Japan posted a record annual trade deficit of $77.4 billion in 2012 due largely to a slump in exports, especially to China and the European Union, according to preliminary figures released by the Finance Ministry on Thursday.
But bucking the overall trend, shipments to the United States rose at a robust pace last year, led by autos and auto parts.
A sharp rise in energy imports in the wake of the 2011 nuclear crisis at the Fukushima No. 1 nuclear power plant also contributed to Japan’s record trade gap in 2012.
The previous record annual trade deficit of $29.2 billion was registered in 1980, during the so-called second oil crisis, which dealt a serious blow to resource-poor Japan.
Japan’s overall exports fell for the second straight year in 2012, dropping 2.7 percent to $712.2 billion.
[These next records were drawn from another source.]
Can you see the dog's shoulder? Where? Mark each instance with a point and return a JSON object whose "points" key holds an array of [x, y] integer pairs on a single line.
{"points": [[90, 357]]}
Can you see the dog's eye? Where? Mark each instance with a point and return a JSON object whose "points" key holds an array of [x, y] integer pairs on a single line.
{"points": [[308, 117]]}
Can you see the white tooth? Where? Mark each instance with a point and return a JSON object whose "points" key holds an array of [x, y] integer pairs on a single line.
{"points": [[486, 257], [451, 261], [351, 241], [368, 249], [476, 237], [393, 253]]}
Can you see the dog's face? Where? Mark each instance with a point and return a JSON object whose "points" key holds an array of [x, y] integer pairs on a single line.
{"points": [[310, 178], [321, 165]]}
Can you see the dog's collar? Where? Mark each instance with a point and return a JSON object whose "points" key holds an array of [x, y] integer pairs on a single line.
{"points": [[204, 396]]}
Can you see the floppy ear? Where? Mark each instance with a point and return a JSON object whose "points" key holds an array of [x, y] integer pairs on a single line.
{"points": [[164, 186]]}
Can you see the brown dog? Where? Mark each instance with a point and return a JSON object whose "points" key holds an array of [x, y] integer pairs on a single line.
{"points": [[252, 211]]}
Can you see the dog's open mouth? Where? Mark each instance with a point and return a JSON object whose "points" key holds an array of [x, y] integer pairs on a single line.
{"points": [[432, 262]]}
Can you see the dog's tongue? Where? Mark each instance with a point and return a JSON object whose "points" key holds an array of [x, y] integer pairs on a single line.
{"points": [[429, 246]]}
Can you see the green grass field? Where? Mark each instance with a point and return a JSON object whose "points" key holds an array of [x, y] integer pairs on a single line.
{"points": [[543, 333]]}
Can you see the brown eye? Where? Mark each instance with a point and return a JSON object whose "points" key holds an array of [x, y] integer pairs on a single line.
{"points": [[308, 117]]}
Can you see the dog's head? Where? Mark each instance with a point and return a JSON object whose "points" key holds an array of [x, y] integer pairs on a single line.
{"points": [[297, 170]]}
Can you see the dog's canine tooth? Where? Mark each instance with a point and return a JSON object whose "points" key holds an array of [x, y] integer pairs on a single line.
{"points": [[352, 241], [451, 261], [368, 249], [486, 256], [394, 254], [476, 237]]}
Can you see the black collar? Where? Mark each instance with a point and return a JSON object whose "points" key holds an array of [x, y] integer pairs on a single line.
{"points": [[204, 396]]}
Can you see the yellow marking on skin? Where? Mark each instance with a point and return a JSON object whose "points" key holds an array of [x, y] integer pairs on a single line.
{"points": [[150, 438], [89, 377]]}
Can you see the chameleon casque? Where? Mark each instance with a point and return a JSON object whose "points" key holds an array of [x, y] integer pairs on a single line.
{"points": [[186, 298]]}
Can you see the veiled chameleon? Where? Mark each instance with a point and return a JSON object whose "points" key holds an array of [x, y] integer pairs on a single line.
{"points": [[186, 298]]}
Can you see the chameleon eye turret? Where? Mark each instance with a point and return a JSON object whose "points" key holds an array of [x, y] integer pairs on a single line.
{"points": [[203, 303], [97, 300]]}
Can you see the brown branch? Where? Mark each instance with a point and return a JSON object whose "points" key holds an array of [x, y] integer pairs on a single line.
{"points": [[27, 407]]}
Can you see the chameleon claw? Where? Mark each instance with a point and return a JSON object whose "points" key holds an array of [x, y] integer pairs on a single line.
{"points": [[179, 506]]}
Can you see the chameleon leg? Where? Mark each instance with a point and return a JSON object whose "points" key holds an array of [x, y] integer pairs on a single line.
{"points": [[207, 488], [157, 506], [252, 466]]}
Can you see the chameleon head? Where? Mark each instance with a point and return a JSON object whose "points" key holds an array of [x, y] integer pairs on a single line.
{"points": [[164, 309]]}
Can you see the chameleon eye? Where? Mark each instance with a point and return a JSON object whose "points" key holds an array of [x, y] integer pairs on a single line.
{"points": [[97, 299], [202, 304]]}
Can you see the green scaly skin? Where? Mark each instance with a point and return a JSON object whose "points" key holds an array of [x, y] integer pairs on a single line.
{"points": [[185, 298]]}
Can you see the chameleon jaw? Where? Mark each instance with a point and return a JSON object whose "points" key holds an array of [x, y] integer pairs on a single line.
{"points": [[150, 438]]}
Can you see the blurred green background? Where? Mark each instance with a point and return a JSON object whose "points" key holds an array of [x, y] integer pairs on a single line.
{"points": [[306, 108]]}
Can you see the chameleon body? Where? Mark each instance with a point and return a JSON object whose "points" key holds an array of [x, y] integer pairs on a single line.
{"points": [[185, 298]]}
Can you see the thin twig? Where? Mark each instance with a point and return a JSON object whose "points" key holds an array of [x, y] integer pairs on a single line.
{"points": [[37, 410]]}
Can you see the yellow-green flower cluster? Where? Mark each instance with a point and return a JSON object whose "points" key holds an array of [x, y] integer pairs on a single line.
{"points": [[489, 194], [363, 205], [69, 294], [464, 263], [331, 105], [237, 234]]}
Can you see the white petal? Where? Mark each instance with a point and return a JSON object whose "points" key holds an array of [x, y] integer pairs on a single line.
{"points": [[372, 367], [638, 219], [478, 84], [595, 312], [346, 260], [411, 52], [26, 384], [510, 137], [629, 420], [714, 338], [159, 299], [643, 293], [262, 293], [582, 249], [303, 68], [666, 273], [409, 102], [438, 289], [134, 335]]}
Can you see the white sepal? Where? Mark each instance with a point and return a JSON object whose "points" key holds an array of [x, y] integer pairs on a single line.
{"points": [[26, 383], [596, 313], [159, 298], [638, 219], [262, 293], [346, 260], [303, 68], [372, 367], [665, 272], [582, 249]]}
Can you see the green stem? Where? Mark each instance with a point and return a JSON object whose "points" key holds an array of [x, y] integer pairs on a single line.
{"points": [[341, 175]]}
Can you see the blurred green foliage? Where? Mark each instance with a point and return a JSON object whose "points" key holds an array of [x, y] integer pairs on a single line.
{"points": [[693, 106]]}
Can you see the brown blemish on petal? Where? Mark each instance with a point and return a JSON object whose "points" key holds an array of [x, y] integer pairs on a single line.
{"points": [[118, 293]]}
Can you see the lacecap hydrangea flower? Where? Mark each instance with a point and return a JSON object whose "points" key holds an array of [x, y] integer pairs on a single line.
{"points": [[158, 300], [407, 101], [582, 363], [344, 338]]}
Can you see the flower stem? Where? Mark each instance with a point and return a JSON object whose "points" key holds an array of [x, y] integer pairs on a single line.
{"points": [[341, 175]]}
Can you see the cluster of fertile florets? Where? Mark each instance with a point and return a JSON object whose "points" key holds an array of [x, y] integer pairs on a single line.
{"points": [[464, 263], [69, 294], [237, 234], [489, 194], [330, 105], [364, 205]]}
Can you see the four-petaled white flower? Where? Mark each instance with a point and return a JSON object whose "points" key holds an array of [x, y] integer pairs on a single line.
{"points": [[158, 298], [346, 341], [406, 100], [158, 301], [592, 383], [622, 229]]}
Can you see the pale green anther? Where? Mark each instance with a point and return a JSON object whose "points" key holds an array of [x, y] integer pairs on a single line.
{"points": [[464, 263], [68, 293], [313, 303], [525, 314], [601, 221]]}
The export decline was led by ships and electronic parts, including semiconductors, which plunged 16.1 percent and 6.3 percent, respectively, in terms of value.
Japan’s overall exports sank due to weaker demand for its products amid a slowdown in the global economy. Japanese exporters were also hit by a strong yen, which makes their products more expensive abroad, and the recent flare-up in political tensions with China due to the territorial dispute, which led to a boycott of Japanese products in China.
By region, exports to China and the 27-nation EU showed particularly big declines of 10.8 percent and 14.7 percent, respectively. Japan is now the world’s third-largest economy after the U.S. and China and is heavily dependent on exports for growth.
Japan’s overall imports rose for the third consecutive year in 2012, increasing 3.8 percent to $789.6 billion. The import growth was led by liquefied natural gas (LNG) and crude oil, which surged 25.4 percent and 7.3 percent, respectively, in terms of value.
Japan’s exports to the U.S. rose for the first time in two years in 2012, soaring 11.7 percent to $124.9 billion. Shipments of autos and auto parts jumped 23.8 percent and 18.8 percent, respectively, in terms of value.
Japan’s imports from the U.S. grew for three years in a row in 2012, rising 2.5 percent to $67.9 billion. As a result, Japan’s trade surplus with the U.S. expanded for the first time in two years, swelling 24.9 percent to $57.0 billion.
The U.S. is Japan’s second-largest trading partner after China.